Eliran Atar, his immense talent rescued from a life of petty crime, scores an amazing goal in the Israeli soccer league.
Bnei Yehuda (in orange) are the gutsy underdogs from the wrong side of the tracks playing against Maccabi Netanya, the third-best team in the country — owned by the millionaire Daniel Jammer and coached by Lotthar Matthaus, the German World Cup winning captain of 1990.
Bnei Yehuda represents the Hatikva neighborhood in South Tel Aviv, which is traditionally working-class Mizrahi neighborhood; it is also home to a sizable community of foreign workers, and plentiful tasty street food.
Leading the team on a sudden run of wins, including 3-0 victory against Hapoel Tel-Aviv (the second best team in the league), has been Atar with eight goals. About the same age as Matthaus’s fourth wife, Atar, 22, only escaped conviction of criminal offenses, gang membership and alleged involvement in an armed robbery due to team officials’ help and guarantee of his return to decency. He entered rehab, and voila: an Israeli star was born.
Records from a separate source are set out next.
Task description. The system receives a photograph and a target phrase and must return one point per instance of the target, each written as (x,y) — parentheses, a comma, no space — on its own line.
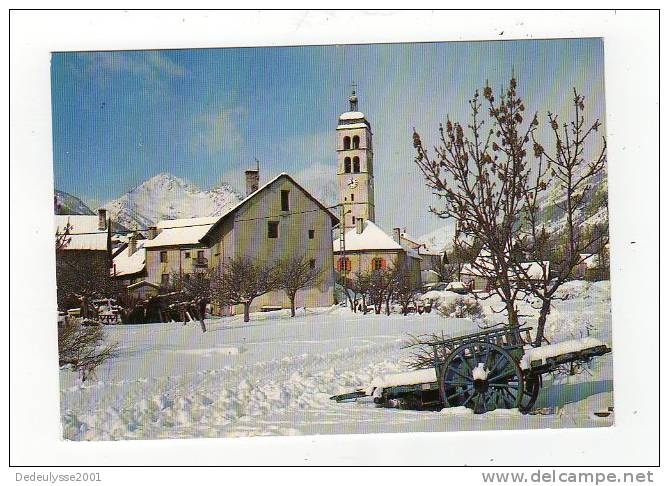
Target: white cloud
(216,130)
(148,65)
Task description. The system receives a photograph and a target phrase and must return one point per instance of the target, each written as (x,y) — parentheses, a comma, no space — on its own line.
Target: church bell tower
(355,174)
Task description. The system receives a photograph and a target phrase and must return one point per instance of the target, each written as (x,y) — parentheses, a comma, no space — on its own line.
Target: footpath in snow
(275,374)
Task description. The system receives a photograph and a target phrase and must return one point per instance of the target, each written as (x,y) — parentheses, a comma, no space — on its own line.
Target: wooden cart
(482,371)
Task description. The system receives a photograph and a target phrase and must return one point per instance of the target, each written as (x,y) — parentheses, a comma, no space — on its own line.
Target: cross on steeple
(353,99)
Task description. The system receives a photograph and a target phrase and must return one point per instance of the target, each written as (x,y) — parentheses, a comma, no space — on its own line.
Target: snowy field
(274,376)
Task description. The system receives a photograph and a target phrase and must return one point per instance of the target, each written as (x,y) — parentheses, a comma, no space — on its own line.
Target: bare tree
(356,287)
(295,274)
(189,294)
(404,291)
(241,280)
(83,348)
(82,276)
(478,171)
(571,170)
Following that goal (it’s really great, watch it again) and Atar’s recent performances, the media questioned national coach Dror Kashtan’s decision not to include him in the squad for last week’s game against Hungary (which ended in a 1-0 victory to Israel).
This scrutiny has led people to wonder whether Atar has done his military service, without which one cannot officially play for the soccer national team — unless, of course, you happen to be an Arab or a convert. Many more goals of this caliber, though, and they’ll be waiving the restrictions further.